= Population protocol =

Distributed computing model

A population protocol is a distributed computing model formed by resource-limited mobile agents which meet in a random way according to an interaction graph. Functions are computed by updating the state of agents whenever they meet based on their previous state, and the result of the computation can be read in the states of the agents once the computation has converged.

== Model ==
There is a set $N = \{1, 2, \ldots, n\}$ of nodes. Each node is a finite automaton with $s$ states. An important class of population protocols are majority algorithms, where the goal is to compute the majority bit: each node starts with a belief bit in $\{0,1\}$and the goal is to design a protocol at the end of which the belief bit of every node is the correct initial majority bit.

The discrete time version of the model is as follows: at each point $t=1,2,\ldots$in time, some node $i$ is selected uniformly at random. Then the node is matched with another node $j$, which is chosen uniformly at random from the set of neighbors of node $i$. Afterwards, nodes $i$ and $j$ exchange memory contents and update their states. Alternatively, one can consider a continuous time model where each node $i$ has a Poisson clock that rings at unit rate. When the clock of a node rings, that node communicates with a random neighbor.

Protocols are often designed to minimize the convergence time or the amount of memory required per node or both.

== Three state protocol ==
For the problem of computing the majority (consensus), there is a well-known protocol that requires only three memory states per node and has been analyzed for complete interaction graphs. This protocol works as follows. Let each node $i$ initialize its memory state to their initial belief bit $b_i \in \{0,1\}.$ At each point in time, when two nodes communicate, they update their state according to the following table. The row labels give the initiator's state and the column labels the responder's state.
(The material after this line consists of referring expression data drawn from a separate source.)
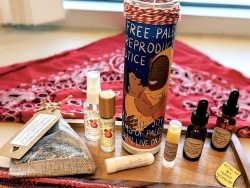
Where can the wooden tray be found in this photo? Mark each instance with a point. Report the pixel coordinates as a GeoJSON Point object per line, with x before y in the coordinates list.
{"type": "Point", "coordinates": [185, 173]}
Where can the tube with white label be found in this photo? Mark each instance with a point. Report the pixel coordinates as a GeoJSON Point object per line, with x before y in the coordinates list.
{"type": "Point", "coordinates": [172, 142]}
{"type": "Point", "coordinates": [127, 162]}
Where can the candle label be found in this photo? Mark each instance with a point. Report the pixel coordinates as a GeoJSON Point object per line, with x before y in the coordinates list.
{"type": "Point", "coordinates": [170, 151]}
{"type": "Point", "coordinates": [226, 174]}
{"type": "Point", "coordinates": [193, 147]}
{"type": "Point", "coordinates": [221, 137]}
{"type": "Point", "coordinates": [91, 121]}
{"type": "Point", "coordinates": [148, 58]}
{"type": "Point", "coordinates": [107, 133]}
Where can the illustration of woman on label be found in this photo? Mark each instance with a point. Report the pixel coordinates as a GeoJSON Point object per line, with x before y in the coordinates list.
{"type": "Point", "coordinates": [139, 111]}
{"type": "Point", "coordinates": [158, 84]}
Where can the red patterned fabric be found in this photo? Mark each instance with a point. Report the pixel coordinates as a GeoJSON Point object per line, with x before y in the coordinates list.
{"type": "Point", "coordinates": [6, 181]}
{"type": "Point", "coordinates": [193, 76]}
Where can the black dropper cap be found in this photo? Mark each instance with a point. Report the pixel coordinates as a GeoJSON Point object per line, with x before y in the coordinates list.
{"type": "Point", "coordinates": [200, 115]}
{"type": "Point", "coordinates": [230, 107]}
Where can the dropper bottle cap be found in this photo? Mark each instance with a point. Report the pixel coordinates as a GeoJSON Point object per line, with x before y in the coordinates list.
{"type": "Point", "coordinates": [93, 87]}
{"type": "Point", "coordinates": [107, 104]}
{"type": "Point", "coordinates": [200, 115]}
{"type": "Point", "coordinates": [230, 107]}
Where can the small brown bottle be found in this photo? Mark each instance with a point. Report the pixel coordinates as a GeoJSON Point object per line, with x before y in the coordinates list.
{"type": "Point", "coordinates": [225, 123]}
{"type": "Point", "coordinates": [196, 132]}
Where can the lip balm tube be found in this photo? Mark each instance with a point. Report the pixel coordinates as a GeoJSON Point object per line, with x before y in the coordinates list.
{"type": "Point", "coordinates": [127, 162]}
{"type": "Point", "coordinates": [172, 141]}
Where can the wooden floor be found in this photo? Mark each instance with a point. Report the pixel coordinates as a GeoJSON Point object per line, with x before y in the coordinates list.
{"type": "Point", "coordinates": [20, 45]}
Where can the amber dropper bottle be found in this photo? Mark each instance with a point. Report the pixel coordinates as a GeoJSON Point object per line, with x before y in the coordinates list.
{"type": "Point", "coordinates": [225, 123]}
{"type": "Point", "coordinates": [196, 132]}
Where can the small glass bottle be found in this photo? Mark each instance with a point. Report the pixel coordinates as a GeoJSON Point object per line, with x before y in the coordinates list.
{"type": "Point", "coordinates": [225, 123]}
{"type": "Point", "coordinates": [172, 141]}
{"type": "Point", "coordinates": [196, 132]}
{"type": "Point", "coordinates": [107, 120]}
{"type": "Point", "coordinates": [91, 106]}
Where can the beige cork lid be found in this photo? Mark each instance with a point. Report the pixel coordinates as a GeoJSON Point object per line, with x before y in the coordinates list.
{"type": "Point", "coordinates": [107, 104]}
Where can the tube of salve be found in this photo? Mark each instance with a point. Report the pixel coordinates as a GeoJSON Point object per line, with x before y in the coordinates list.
{"type": "Point", "coordinates": [172, 141]}
{"type": "Point", "coordinates": [127, 162]}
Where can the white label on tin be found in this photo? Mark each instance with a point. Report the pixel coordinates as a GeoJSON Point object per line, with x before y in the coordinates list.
{"type": "Point", "coordinates": [221, 137]}
{"type": "Point", "coordinates": [33, 129]}
{"type": "Point", "coordinates": [193, 147]}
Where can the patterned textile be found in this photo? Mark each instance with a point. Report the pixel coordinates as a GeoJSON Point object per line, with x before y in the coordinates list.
{"type": "Point", "coordinates": [193, 76]}
{"type": "Point", "coordinates": [6, 181]}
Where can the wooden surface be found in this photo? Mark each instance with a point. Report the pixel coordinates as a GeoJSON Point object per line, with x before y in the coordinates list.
{"type": "Point", "coordinates": [190, 174]}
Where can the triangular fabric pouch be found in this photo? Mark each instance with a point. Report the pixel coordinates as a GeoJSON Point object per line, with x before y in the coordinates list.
{"type": "Point", "coordinates": [59, 152]}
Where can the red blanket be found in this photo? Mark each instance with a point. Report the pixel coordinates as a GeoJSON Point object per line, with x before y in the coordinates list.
{"type": "Point", "coordinates": [193, 76]}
Interaction rules of 3-state protocol
|  | 0 | ? | 1 |
|---|---|---|---|
| 0 | (0,0) | (0,0) | (0,?) |
| ? | (?,0) | (?,?) | (?,1) |
| 1 | (1,?) | (1,1) | (1,1) |

In words, if a node with belief $0$ gets matched with a node with belief $0$, then both nodes keep their belief; the update is similar if both beliefs are $1$ or both are $?$. However, if the initiator's belief is $0$ and the responder's belief is $?$, then the respondent updates their belief to $0$. If on the other hand the initiator has belief $0$ and the responder has belief $1$, then the responder changes their belief to $?$. Note that this protocol is one-way: every interaction changes at most the responder's state; thus it can be implemented with one-way communication.

Angluin, Aspnes, and Eisenstat showed that, from any initial configuration that does not consist of all "$?$"s, the three-state approximate majority protocol converges to either all nodes having belief $0$ or all nodes having belief $1$ within $O(n \cdot \log n)$ interactions with high probability. Additionally, the value chosen will be the majority non-"$?$" initial value, provided it exceeds the minority by a sufficient margin.
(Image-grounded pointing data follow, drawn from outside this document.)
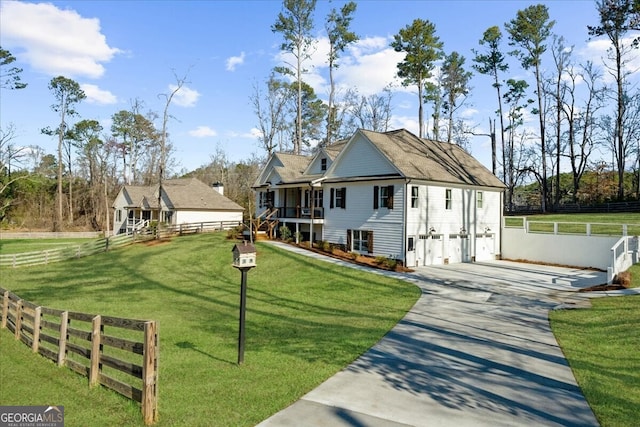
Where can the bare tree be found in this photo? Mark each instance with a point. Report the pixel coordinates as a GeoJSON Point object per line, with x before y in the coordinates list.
{"type": "Point", "coordinates": [422, 49]}
{"type": "Point", "coordinates": [493, 63]}
{"type": "Point", "coordinates": [371, 112]}
{"type": "Point", "coordinates": [529, 32]}
{"type": "Point", "coordinates": [617, 18]}
{"type": "Point", "coordinates": [581, 121]}
{"type": "Point", "coordinates": [296, 24]}
{"type": "Point", "coordinates": [562, 60]}
{"type": "Point", "coordinates": [270, 109]}
{"type": "Point", "coordinates": [455, 88]}
{"type": "Point", "coordinates": [180, 82]}
{"type": "Point", "coordinates": [67, 93]}
{"type": "Point", "coordinates": [9, 78]}
{"type": "Point", "coordinates": [337, 27]}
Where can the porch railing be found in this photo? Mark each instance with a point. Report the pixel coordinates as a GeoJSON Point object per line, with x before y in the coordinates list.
{"type": "Point", "coordinates": [300, 212]}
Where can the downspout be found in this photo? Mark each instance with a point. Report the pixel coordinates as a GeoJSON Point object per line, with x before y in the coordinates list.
{"type": "Point", "coordinates": [500, 224]}
{"type": "Point", "coordinates": [475, 225]}
{"type": "Point", "coordinates": [312, 185]}
{"type": "Point", "coordinates": [404, 223]}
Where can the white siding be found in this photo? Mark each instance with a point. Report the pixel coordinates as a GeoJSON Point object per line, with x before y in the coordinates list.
{"type": "Point", "coordinates": [315, 167]}
{"type": "Point", "coordinates": [361, 159]}
{"type": "Point", "coordinates": [386, 224]}
{"type": "Point", "coordinates": [118, 205]}
{"type": "Point", "coordinates": [482, 225]}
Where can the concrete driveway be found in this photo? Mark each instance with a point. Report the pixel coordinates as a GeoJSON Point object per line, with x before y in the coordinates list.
{"type": "Point", "coordinates": [475, 350]}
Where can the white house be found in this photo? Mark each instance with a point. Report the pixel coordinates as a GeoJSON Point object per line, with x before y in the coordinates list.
{"type": "Point", "coordinates": [186, 200]}
{"type": "Point", "coordinates": [388, 194]}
The following picture shows the evolution of the three state protocol on a set of $n=500$ nodes, where one third of the nodes have initial belief bit $0$, while the remaining two thirds have initial belief bit $1$. The fraction of "$?$" nodes (in orange) starts at zero, increases for a while, and then goes again to zero.
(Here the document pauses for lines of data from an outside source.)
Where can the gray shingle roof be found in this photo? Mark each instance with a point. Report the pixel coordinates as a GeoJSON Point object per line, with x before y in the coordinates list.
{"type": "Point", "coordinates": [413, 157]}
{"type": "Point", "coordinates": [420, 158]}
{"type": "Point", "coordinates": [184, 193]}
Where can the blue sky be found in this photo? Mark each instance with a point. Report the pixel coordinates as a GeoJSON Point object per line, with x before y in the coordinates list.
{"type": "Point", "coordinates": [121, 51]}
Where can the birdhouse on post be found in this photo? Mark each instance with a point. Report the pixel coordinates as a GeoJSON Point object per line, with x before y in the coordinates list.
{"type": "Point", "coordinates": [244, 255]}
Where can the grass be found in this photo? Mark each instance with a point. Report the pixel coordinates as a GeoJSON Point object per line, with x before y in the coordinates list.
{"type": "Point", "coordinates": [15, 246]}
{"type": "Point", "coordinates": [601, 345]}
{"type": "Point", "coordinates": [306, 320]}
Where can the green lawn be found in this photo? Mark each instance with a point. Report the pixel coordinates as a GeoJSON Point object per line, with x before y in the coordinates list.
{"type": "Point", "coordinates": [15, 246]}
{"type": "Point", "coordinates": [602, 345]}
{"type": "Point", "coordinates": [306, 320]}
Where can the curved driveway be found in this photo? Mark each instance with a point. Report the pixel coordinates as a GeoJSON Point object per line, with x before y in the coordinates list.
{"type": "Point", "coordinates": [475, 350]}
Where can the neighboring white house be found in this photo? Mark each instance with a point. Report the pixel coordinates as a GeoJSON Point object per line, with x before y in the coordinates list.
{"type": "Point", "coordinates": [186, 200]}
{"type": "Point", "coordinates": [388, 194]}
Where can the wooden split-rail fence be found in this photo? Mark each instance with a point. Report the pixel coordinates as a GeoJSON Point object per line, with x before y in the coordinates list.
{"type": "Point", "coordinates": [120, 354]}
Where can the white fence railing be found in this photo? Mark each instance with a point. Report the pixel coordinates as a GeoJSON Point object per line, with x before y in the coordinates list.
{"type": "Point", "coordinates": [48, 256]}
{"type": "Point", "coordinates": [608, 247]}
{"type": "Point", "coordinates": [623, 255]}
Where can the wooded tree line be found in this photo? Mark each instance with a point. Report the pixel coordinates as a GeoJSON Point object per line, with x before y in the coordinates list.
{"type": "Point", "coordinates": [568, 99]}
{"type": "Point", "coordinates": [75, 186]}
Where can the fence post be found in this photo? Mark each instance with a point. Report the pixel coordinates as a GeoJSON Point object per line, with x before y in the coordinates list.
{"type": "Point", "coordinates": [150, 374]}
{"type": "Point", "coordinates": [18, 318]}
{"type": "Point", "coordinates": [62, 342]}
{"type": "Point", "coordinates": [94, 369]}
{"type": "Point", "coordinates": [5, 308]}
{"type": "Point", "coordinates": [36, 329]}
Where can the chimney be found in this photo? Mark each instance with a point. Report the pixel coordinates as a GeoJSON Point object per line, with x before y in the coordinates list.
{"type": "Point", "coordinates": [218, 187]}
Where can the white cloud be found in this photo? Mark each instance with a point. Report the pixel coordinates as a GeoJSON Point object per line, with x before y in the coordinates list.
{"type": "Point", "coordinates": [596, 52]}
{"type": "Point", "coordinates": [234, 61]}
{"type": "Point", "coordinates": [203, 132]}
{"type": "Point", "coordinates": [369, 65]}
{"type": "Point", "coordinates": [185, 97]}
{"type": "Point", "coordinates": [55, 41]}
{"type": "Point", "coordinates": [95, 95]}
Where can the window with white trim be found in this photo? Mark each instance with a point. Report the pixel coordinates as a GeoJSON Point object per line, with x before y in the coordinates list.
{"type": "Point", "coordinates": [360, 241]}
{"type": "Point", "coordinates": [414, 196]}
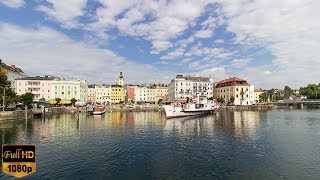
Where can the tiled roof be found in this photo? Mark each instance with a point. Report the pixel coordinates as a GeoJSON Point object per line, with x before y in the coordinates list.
{"type": "Point", "coordinates": [38, 78]}
{"type": "Point", "coordinates": [233, 81]}
{"type": "Point", "coordinates": [192, 78]}
{"type": "Point", "coordinates": [10, 68]}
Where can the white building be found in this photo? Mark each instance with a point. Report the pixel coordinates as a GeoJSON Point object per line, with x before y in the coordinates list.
{"type": "Point", "coordinates": [67, 89]}
{"type": "Point", "coordinates": [189, 87]}
{"type": "Point", "coordinates": [257, 93]}
{"type": "Point", "coordinates": [150, 93]}
{"type": "Point", "coordinates": [99, 94]}
{"type": "Point", "coordinates": [41, 87]}
{"type": "Point", "coordinates": [239, 89]}
{"type": "Point", "coordinates": [12, 73]}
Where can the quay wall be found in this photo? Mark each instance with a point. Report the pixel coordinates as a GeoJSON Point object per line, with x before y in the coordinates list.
{"type": "Point", "coordinates": [21, 114]}
{"type": "Point", "coordinates": [18, 114]}
{"type": "Point", "coordinates": [248, 108]}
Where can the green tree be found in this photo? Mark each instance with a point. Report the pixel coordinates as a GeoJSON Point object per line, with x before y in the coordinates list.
{"type": "Point", "coordinates": [73, 101]}
{"type": "Point", "coordinates": [312, 91]}
{"type": "Point", "coordinates": [27, 99]}
{"type": "Point", "coordinates": [58, 100]}
{"type": "Point", "coordinates": [5, 85]}
{"type": "Point", "coordinates": [288, 91]}
{"type": "Point", "coordinates": [231, 99]}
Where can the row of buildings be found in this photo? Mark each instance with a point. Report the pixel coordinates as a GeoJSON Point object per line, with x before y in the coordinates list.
{"type": "Point", "coordinates": [181, 87]}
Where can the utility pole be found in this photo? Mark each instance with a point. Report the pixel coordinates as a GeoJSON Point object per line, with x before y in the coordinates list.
{"type": "Point", "coordinates": [4, 97]}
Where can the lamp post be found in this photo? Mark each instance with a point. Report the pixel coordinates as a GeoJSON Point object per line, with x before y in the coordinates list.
{"type": "Point", "coordinates": [4, 97]}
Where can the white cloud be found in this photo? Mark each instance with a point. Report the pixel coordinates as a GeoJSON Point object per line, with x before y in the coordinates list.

The three-state protocol solves the approximate majority problem, in which the correct answer is reached only with high probability and only when the initial imbalance is large enough. A harder variant is exact majority, where the population must stabilize on the true majority value with probability 1 regardless of how small the initial bias is. On complete interaction graphs, exact majority exhibits space–time trade-offs: any constant-state protocol is comparatively slow, while protocols using Θ(log n) states can stabilize in the asymptotically optimal Θ(n log n) time. A simple four-state protocol solves exact majority on any connected interaction graph, not only complete ones. For general graphs, the time and space complexity of exact majority can be analyzed in terms of the relaxation time of the random walk induced by the scheduler and the graph's degree imbalance; on regular expander graphs this yields protocols matching the Θ(log n)-state, near-optimal-time performance known for complete graphs.

== History ==
Population protocols were introduced by Dana Angluin et al. as one of the first models of computation to be fully decentralized and to involve agents with highly limited resources, e.g., those found in sensor networks. Since then, this abstract computation model found applications in robotics and chemistry.